ChromeOS 118 began its roll-out this week and with it came a nice handful of Chromebook Plus features for the entire list of devices that meet those Chromebook Plus specifications. For those non-Plus devices, the updates aren’t much to talk about this time around and this ChromeOS 118 release was clearly aimed at getting all the Chromebook Plus models up to speed and moving forward together.
Chromebook Plus vs. Chromebook
But before we dive into the features, I want to clarify something. This will mark the beginning of a bit of a new era for Chromebooks as we’ll now be looking at Plus and non-Plus devices with each ChromeOS update to see what things have changed between the two.
I highly doubt that every 4-week update will come packed with new features for Chromebook Plus and no headlining additions for standard Chromebooks, but I’m honestly unsure how it will all play out. Google had to eventually make this move to tighten up the Chromebook ecosystem and there was never going to be a great time to do it. But to get features like the built-in video calling tools, you have to have some common ground in your hardware, and Chromebook Plus gives Google and app developers both a place to land those features and apps moving forward.
And with ChromeOS 118, we’re seeing this play out in a bit more disparate way than I think we’ll see down the road. With this update basically launching Chromebook Plus to the masses, it is clearly focused on Chromebook Plus across the board. Future updates will likely be less Plus-focused as time moves on.
Now that I got that out of the way, let’s talk about some new stuff we have on Chromebook Plus with ChromeOS 118. First up, we’ll start with the wallpapers and screensavers. Both have a few new options on Chromebook Plus, and more will come before the end of the year with generative AI wallpapers and screensavers being a very fun addition we cannot wait to see.
With wallpapers, there is a new category called ‘Dawn to Dark’ that – for now – houses a couple exclusive options that change throughout the day. In the daylight hours, you get differing versions of the wallpaper in sunlight, and in the evening you get different nighttime options. It’s a cool effect that is tough to show on video, but the first time you crack open your Chromebook Plus in the evening and see the night version of your wallpaper, it’s a neat trick.
The exclusive screensavers are similar, though they don’t adjust throughout the day like the wallpapers do. Instead, both ‘Cloud Flow’ and ‘Earth Flow’ give you a looping, animated screensaver that kicks up the entire experience a notch.
As a matter of fact, I was so impressed by the ‘Cloud Flow’ screen saver specifically that I wrote a whole post about it last week. Sure, other screensavers on Chromebooks have animated before, but none have been so fun to look at as ‘Cloud Flow’.
Again, these ‘Dawn to Dusk’ screensavers don’t change with you to match the time of day. Instead, they timelapse through a full day’s worth of lighting scenarios over and over again. And between these and the new wallpapers, I like where some of these small customizations are headed.

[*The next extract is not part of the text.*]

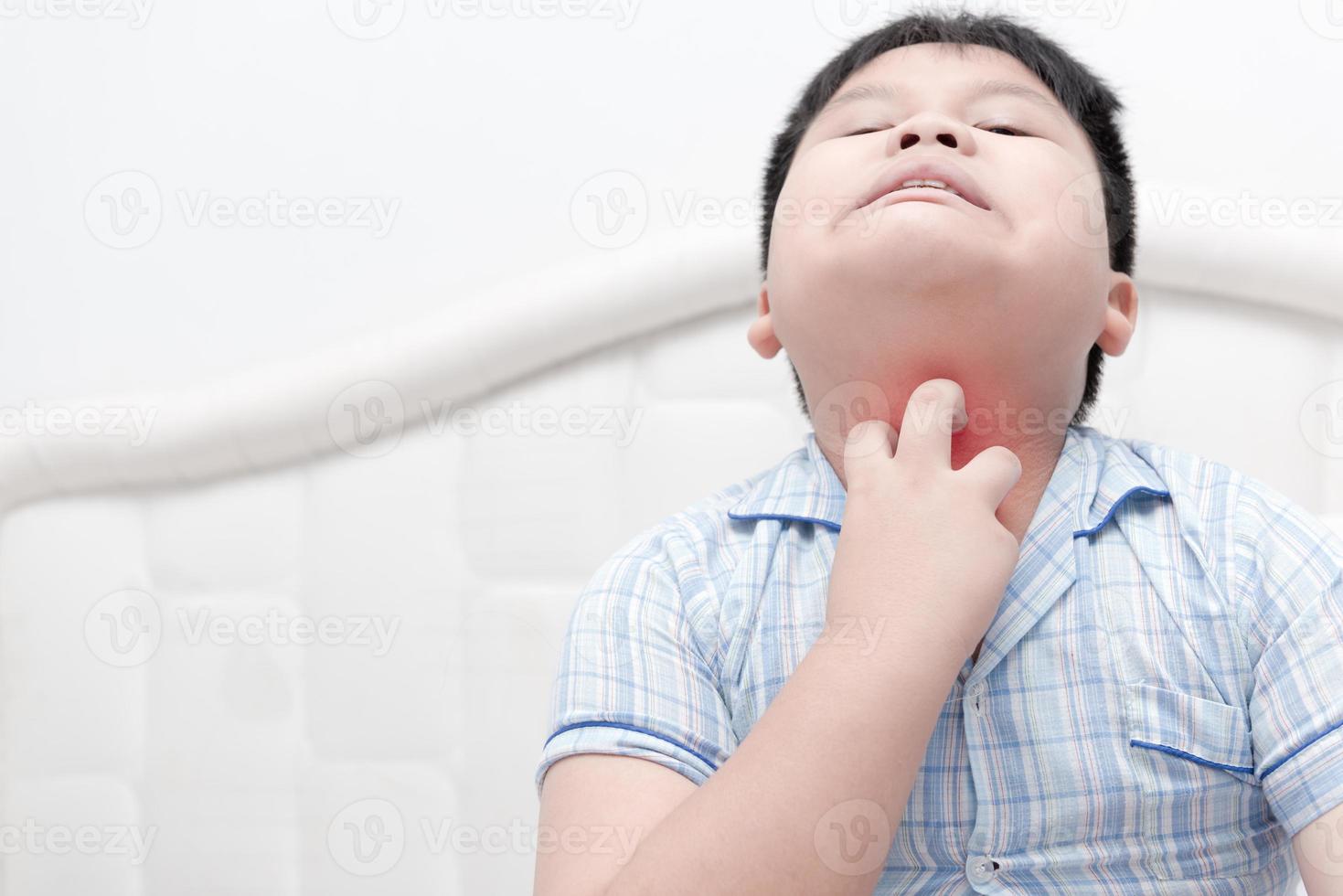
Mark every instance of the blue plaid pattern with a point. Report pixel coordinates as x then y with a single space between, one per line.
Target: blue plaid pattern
1156 707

On-device video call controls
Now we move on to some of the meatier parts of the new Chromebook Plus offerings. The new video call controls are a perfect example of what I was talking about in the beginning of this post. To achieve these sorts of on-device effects, you need to have a baseline of the hardware you are using to pull it off. With Chromebook Plus’ hardware requirements, both Google and 3rd-party software developers can feel confident knowing that the things they want to achieve can be handled by the hardware they are deploying it on.

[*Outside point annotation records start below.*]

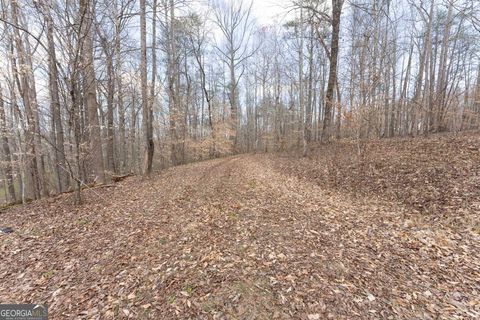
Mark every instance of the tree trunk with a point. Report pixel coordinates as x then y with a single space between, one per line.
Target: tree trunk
7 157
89 87
332 76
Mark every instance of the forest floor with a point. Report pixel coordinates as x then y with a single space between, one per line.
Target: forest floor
392 234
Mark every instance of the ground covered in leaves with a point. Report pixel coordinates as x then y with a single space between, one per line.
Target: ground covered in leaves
262 237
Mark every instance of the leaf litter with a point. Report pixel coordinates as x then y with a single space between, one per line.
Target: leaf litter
260 237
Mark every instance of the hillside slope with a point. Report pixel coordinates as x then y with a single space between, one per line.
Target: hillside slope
237 238
437 175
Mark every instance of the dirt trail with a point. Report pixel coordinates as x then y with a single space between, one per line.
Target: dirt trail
235 238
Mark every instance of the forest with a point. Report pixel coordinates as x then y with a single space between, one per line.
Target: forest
241 159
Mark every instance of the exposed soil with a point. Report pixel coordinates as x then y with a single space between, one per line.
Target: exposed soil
253 237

And these video call features are pretty sweet. Again, they are happening on-device, so regardless of what service you use (Meet, Zoom, Discord, WhatsApp, Facetime, etc.), you can rest assured that these core abilities will go with you.
And what are those features? With the new video call controls, you have the ability to mute you mic and turn off your camera, but you also get some great in-call features as well like two levels of background blur, background noise cancellation, and a somewhat-magical lighting fix that feels like Google’s Pixel portrait lighting feature. And it’s all happening right on your Chromebook Plus hardware.
A wonderful OOBE upgrade
Finally, another pretty big upgrade comes via the OOBE (out of box experience) on Chromebook Plus devices. From a new, swooping intro animation to material design elements throughout the process, the new OOBE was something Google needed to focus on and they’ve nailed it.
Think about it for second: as more Chromebook Plus models are bought, there will be more and more first-time Chromebook owners having their first-ever ChromeOS experience. Giving new users a clear, clean, well-though-out path to get started is crucial to the first impression most will form when they first begin their Chromebook journey, and this new OOBE is a fantastic first step.
While the options aren’t that different from what we saw added in ChromeOS 117, the way they animate and the way they are presented looks cohesive and clean. Tuning up this part of the OOBE for users brings a groundedness to the entire experience, and I think the ChromeOS team was wise to make sure this was really honed for Chromebook Plus.
You’ll have to watch the video to see it all in action, but these upgrades are definitely the tip of the iceberg of what is coming for Chromebook Plus. After seeing the new generative AI tools on the way at Google’s event in NYC earlier this month, I’m very excited to see that stuff arrive soon. But for now, this is the official beginning of the Chromebook Plus movement, and it feels like things are off to a good start.